I'm currently reading Ranking a Stream of News and have trouble on page 100 (don't be afraid, the math starts at 99). I cannot understand a matrix they define.
In this article, the authors are providing a mathematical representation -as a graph- of a stream of news consisting of articles and sources. This paragraph should, if I'm understanding correctly, be about how to determine how important edges are. An edge should be more important, for example, when it links an article to a authoritative source or when it links two articles with high similarity to each other.
In the paragraph before, they introduced $G_\omega$ as a stream of news, generally a graph consisting of a set $N$ with articles $n_1, ...$ and a set $S$ with sources $s_1, ...$ (both nodes) and edges sets $E_1$ (source - article) and $E_2$ (article - article).
Let A be the (weighted) adjacency matrix associated with $G_\omega$. We can attribute an identifier to the nodes in $G_\omega$ so that any source precedes the pieces of news. We define the matrix $$A = \begin{bmatrix}O & B\\B^T & \Sigma\end{bmatrix},$$ where $B$ refers to edges from sources to news articles, and $b_{ij} = 1$ if the source $s_i$ emitted article $n_j$ and is the similarity matrix. Assuming one can learn similarity of sources, the matrix $A$ can be modified in the upper-left corner incorporating a submatrix taking into account a source-source information.
I'm not able to understand this paragraph. This may partially be a lack of English skills which makes it hard to read for me, but I got problems with the math as well. Here are my questions:
What is $A$? What is its concrete meaning?
What is $O$? With "$A$ can be modified in the upper-left corner", do they mean they will change $O$?
What "data type" is $B$? I'd think this is a set, "edges from sources to news articles", thus $E_1$. However, they're calculating $B^T$ - what does that mean, if $B$ is a set of edges?
What is $T$? I don't see it anywhere else. Is it some constant like $i$ that I don't know of?
What is $\Sigma$? I know the sum function, but don't see how it's relevant here. I only see that in the paragraph before this one they define $\sigma_{ij}$ as the continous similarity between article $n_i$ and article $n_j$. Would $\Sigma$ be the set of all $\sigma$, just like $N$ is the set of all $n$ (in this article)?
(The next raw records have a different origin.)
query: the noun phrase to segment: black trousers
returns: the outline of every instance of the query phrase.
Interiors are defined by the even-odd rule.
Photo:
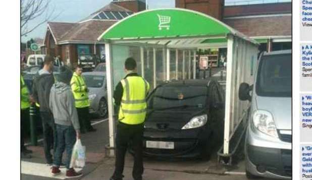
[[[25,147],[24,146],[25,124],[29,121],[29,108],[21,109],[21,152],[23,152]]]
[[[80,130],[82,131],[89,130],[92,128],[90,121],[90,115],[89,113],[89,107],[84,108],[76,108],[78,115]]]
[[[129,125],[119,122],[116,135],[116,159],[113,177],[122,178],[125,155],[128,144],[132,142],[134,152],[132,176],[135,180],[142,179],[143,174],[143,124]]]
[[[52,113],[49,112],[40,112],[42,121],[43,130],[43,149],[45,160],[48,164],[53,163],[51,150],[53,149],[53,154],[56,150],[56,132],[55,123]]]

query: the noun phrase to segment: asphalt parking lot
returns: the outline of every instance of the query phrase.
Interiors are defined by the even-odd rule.
[[[107,119],[92,120],[97,130],[82,134],[82,142],[86,146],[86,166],[82,170],[84,175],[80,179],[108,180],[114,170],[115,159],[105,157],[105,145],[109,143],[108,121]],[[64,173],[52,176],[49,167],[44,164],[42,143],[29,146],[34,151],[33,158],[22,160],[21,179],[45,180],[65,179]],[[126,158],[124,179],[132,179],[133,158],[128,154]],[[62,169],[63,172],[65,169]],[[247,179],[244,175],[244,163],[241,161],[231,167],[217,166],[217,157],[204,161],[192,160],[160,160],[144,159],[144,179]],[[263,179],[265,180],[269,180]]]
Nota Bene: I am not very familiar with matrices or set theory. Actually, I'm on the level of a just-finished high school student. I'd like some layman explanation, please.
I discussed this on the Electrical Engineering chat (permalink) and ThePhoton explained it to me.
$O$ is the zero matrix. This matrix contains only zeros.
$B$ is the matrix where in one direction (horizontal) the sources $s \in S$ are listed and in the other direction (vertical) the articles $n \in N$. This matrix shows which source produced an article.
$B^T$ is the transpose of $B$ (wrapped over the diagonal).
$\Sigma$ is the similarity matrix. It tells you how much the articles are like each other.
Now the meaning of
We saw that $\Sigma$ was the similarity matrix. It shows similarity between articles. We could also calculate similarity of sources. 'By default', this is disabled: in the upper left corner of $A$, a zero matrix is put. Now assuming you can calculate similarity of sources, you could replace $O$ with $\Sigma_s$, which would be a matrix determining similarity of sources.
Now we can see that $A$ is a matrix containing both the relations between sources and articles (which articles were produced by which sources), and the relations between different articles (how similar they are), and, if $O$ is replaced, the relations between different sources (how similar they are).